Karachi Mayor Wasim Akhtar said people "are certainly not exaggerating when they say water comes up chest-high into their homes."
The city has a network of 550 stormwater drains which flow into the Arabian Sea, but many are obstructed by illegal construction and sludge.
Akhtar said the city authorities cleaned the drains every year before the monsoon, except last year when the provincial government did not provide the necessary funds.
In the mayor's four-year term, management of Karachi's services has been hamstrung by disputes between different levels of government. Meanwhile, the city's infrastructure is struggling to cope with heavy rains.
Pakistan Meteorological Department's Sardar Sarfaraz said rainfall as little as 50mm could cause urban flooding in Karachi's low-lying areas, with the most recent downpour easily exceeding that.
After the havoc this July - with main roads submerged, sewage spewing from manholes and into homes, and power cuts lasting for hours - Prime Minister Imran Khan tasked the National Disaster Management Authority (NDMA) with sorting out the city's drains. The NDMA, helped by the military, said it had cleaned three major drains, removing more than 31,000 tonnes of sludge.

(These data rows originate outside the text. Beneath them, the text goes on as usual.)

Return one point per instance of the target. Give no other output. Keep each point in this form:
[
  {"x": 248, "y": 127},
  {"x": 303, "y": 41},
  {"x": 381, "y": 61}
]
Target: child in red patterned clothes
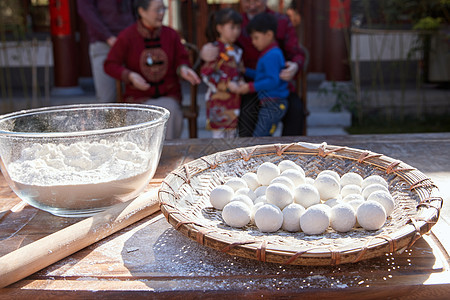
[{"x": 222, "y": 106}]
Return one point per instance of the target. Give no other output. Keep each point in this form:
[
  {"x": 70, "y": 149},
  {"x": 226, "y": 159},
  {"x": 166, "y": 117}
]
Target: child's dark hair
[
  {"x": 262, "y": 22},
  {"x": 221, "y": 17}
]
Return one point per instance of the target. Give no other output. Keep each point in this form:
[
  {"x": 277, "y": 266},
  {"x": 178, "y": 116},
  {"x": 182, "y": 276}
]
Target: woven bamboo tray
[{"x": 184, "y": 198}]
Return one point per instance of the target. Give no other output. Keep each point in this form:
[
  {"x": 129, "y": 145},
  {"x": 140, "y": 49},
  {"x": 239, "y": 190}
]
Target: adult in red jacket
[
  {"x": 288, "y": 42},
  {"x": 104, "y": 20},
  {"x": 150, "y": 59}
]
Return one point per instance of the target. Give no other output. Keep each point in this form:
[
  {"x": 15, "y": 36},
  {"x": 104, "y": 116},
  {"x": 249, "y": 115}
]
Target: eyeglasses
[{"x": 160, "y": 10}]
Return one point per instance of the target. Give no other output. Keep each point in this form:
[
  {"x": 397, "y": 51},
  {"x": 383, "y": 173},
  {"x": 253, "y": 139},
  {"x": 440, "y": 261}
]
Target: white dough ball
[
  {"x": 284, "y": 180},
  {"x": 266, "y": 172},
  {"x": 236, "y": 183},
  {"x": 220, "y": 196},
  {"x": 324, "y": 206},
  {"x": 279, "y": 195},
  {"x": 342, "y": 217},
  {"x": 373, "y": 188},
  {"x": 351, "y": 178},
  {"x": 261, "y": 190},
  {"x": 244, "y": 199},
  {"x": 289, "y": 164},
  {"x": 352, "y": 197},
  {"x": 268, "y": 218},
  {"x": 291, "y": 217},
  {"x": 330, "y": 172},
  {"x": 296, "y": 176},
  {"x": 356, "y": 203},
  {"x": 253, "y": 211},
  {"x": 309, "y": 180},
  {"x": 333, "y": 201},
  {"x": 252, "y": 180},
  {"x": 350, "y": 189},
  {"x": 327, "y": 186},
  {"x": 248, "y": 192},
  {"x": 262, "y": 199},
  {"x": 236, "y": 214},
  {"x": 385, "y": 199},
  {"x": 372, "y": 179},
  {"x": 371, "y": 215},
  {"x": 315, "y": 220},
  {"x": 306, "y": 195}
]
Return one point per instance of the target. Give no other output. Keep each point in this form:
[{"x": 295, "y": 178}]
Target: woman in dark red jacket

Touring the city, Sindh Information Minister Syed Nasir Hussain Shah said there were no floods in the city.
But Zakir's experience does not back up that assertion.
Illegal construction
Zakir blamed illegal construction along the drainage channels for the flooding, adding "the government needs to come here and bulldoze" it.

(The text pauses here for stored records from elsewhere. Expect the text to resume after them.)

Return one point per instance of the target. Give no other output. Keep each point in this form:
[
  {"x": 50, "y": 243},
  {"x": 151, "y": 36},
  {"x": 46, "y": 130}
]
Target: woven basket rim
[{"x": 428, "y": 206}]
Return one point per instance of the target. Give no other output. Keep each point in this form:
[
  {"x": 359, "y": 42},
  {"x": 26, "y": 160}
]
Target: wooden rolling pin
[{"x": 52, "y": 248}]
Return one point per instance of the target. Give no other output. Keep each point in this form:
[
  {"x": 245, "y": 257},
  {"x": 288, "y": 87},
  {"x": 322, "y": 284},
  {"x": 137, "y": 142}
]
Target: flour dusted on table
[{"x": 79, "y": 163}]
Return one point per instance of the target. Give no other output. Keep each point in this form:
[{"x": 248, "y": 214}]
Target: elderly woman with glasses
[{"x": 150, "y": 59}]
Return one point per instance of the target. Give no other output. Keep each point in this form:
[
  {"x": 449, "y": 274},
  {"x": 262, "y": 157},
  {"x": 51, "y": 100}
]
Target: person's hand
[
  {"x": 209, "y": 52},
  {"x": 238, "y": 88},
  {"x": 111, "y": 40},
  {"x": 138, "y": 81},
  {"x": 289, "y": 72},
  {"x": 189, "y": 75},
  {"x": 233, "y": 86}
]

"The stormwater drains, some as wide as 200 feet, have over the years narrowed to just 30 feet due to unauthorised construction - so what do you expect?" asked the mayor.
The main responsibility lies both with residents who have encroached on land along the drain, and the provincial government for letting it happen, said Akhtar, adding that Sindh had taken control from the city authority but had not provided the budget owed.
A Sindh government spokesman said it had transferred Rs50 billion to the Karachi Metropolitan Corporation in the last three and a half years.
Solid waste dumped into stormwater drains exacerbates flooding in the city, which generates 13,000 tonnes of garbage daily. The Sindh Solid Waste Management Board collects 70 per cent of it, but told Reuters it did not know what happens to the rest.
Sewage is also being dumped in storm drains, officials said.
Longer-term plans?
Zubair Channa, director of the Sindh government-led Solid Waste Emergency and Efficiency Project (SWEEP), funded with $100 million from the World Bank, said encroachment on most of Karachi's large drains, coupled with their uneven width, caused disturbances in the water flow.
Drains feeding into the big water channels are also not maintained, making the flooding worse, he noted. "What is needed is a comprehensive engineering solution," he said, rather than "firefighting."
With floods causing so much devastation each year, Akhtar said it was time "to take the firm but unpleasant decision" of pulling down illegal buildings. But before that is done, people must be provided with an alternative, he added.
"There is enough government land that can be used for both vertical expansion and developing satellite towns around Karachi, where these people can be shifted," he said.
But with Karachi run by three tiers of government dominated by three different political parties, solutions to its problems are often lost in a war of words.
"We need the judiciary and the army to sit with experts like architects and town planners to resolve the issue," Akhtar said.
Published in The Express Tribune, August 13th, 2020.